In what is certain to prove a hugely-controversial policy, it is reported that the prime minister has given work and pensions secretary Iain Duncan Smith the green light for the reform, over-ruling some objections from ministers said to include chancellor George Osborne.
Duncan Smith originally proposed a change in the way child poverty is calculated more than two years ago but his proposals have been bogged down in a review and internal cabinet battles, with fears they would be seen by Labour as a way of artificially lowering figures.
The government promised to end child poverty by 2020 but has no prospect of meeting the target so, critics claim, is ready to "fiddle the figures".
The recent attacks on the government's benefits reforms by Cardinal Vincent Nichols, followed by other faith leaders, has pushed the government onto the defensive over welfare in general and Duncan Smith's reforms in particular.
The minister, however, is said to be annoyed that he is being portrayed as favouring punitive measures when he actually wants to help the worse-off with better-targeted benefits, while removing incentives to claim welfare by those able to work.
His supporters insist he is not interested in massaging figures but understanding and responding to the reality of poverty so he can better target it, rather then relying on a measure that is no longer adequate.
But unless he can provide concrete measures with easily understandable and measurable poverty figures that can be compared to the existing ones, there will be suspicions this is a cynical political tactic.
At the moment children are reckoned to be living in poverty if they are in a family with an income less than 60% of the median household income.

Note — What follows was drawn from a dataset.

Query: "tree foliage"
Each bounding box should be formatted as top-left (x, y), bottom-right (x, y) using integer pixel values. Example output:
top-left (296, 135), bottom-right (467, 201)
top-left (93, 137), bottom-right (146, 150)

But Duncan Smith believes that is too imprecise a measure and he is believed to favour wider measures to include access to good education, decent home life, the impact of drug or alcohol abuse, and whether there is persistent unemployment.
He wants to target measures on such families said to include extending free school meals, reducing energy bills by £50, extending the warm home discount, reducing water bills and lowering food bills through vouchers.
It is unclear whether the proposals are to be unveiled later this week, or will actually include a new definition of child poverty.
But it appears Cameron has stepped in to end any delays and that an announcement from Duncan Smith is imminent.